Infine, la condivisione, che considera ogni persona non solo destinataria di sussidi assistenzialistici, ma è volta a mettere ciascuno in grado di dare e non solo di ricevere. Ogni vera accoglienza non è mai a senso unico e vogliamo che diventi uno scambio di doni reciproci, per aiutarsi insieme a crescere nel rispetto, nella conoscenza, nell’incontro amicale, nella mutua collaborazione e nell’amore vicendevole.
Mi auguro che questo risultato possa ottenere un “effetto volàno”, che diventi un modello di riferimento per tante altre situazioni simili al Moi che riguardano soggetti anche diversi, ma ugualmente bisognosi di sostegno e promozione umana e sociale. Non penso dunque solo agli immigrati e rifugiati, ma anche a quell’ampia schiera di poveri italiani e non, che frequentano i centri di ascolto Caritas o le molteplici realtà che si investono dei loro problemi o i Servizi sociali; a tanti giovani che non trovano un lavoro; a chi subisce uno sfratto incolpevole; ai Rom; a chi vive sulla strada; a tanti minori non accompagnati; a chi stenta di procurarsi il cibo o le medicine e visite specialistiche; a chi è solo e abbandonato a se stesso… insomma, ad ogni persona che soffre e sollecita il coinvolgimento e la solidarietà di tutti.
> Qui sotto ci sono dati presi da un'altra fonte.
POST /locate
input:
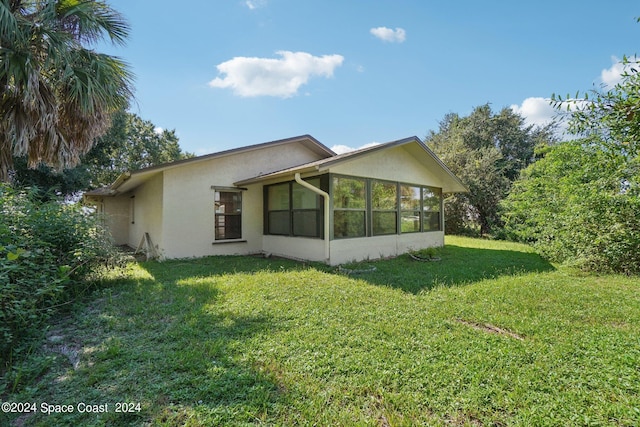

Sono convinto – e lavorerò sempre per questo – che il “sistema Torino”, come viene giustamente chiamato, che attiva la collaborazione e l’impegno di più soggetti sia civili, sia istituzionali e religiosi, possa affrontare con efficacia i problemi della povertà e tante altre criticità ed emergenze che assillano la nostra città. L’intervento sul Moi, insieme a molti altri percorsi simili promossi dalle numerose realtà di volontariato e di servizi, che ogni giorno si occupano delle persone disagiate, rappresentano con tutte le loro difficoltà e criticità modelli virtuosi nel campo dell’accoglienza e della solidarietà, mai disgiunti dalla giustizia e dall’integrale promozione di ogni persona, di cui il nostro Paese ha bisogno e di cui noi tutti dobbiamo essere fieri».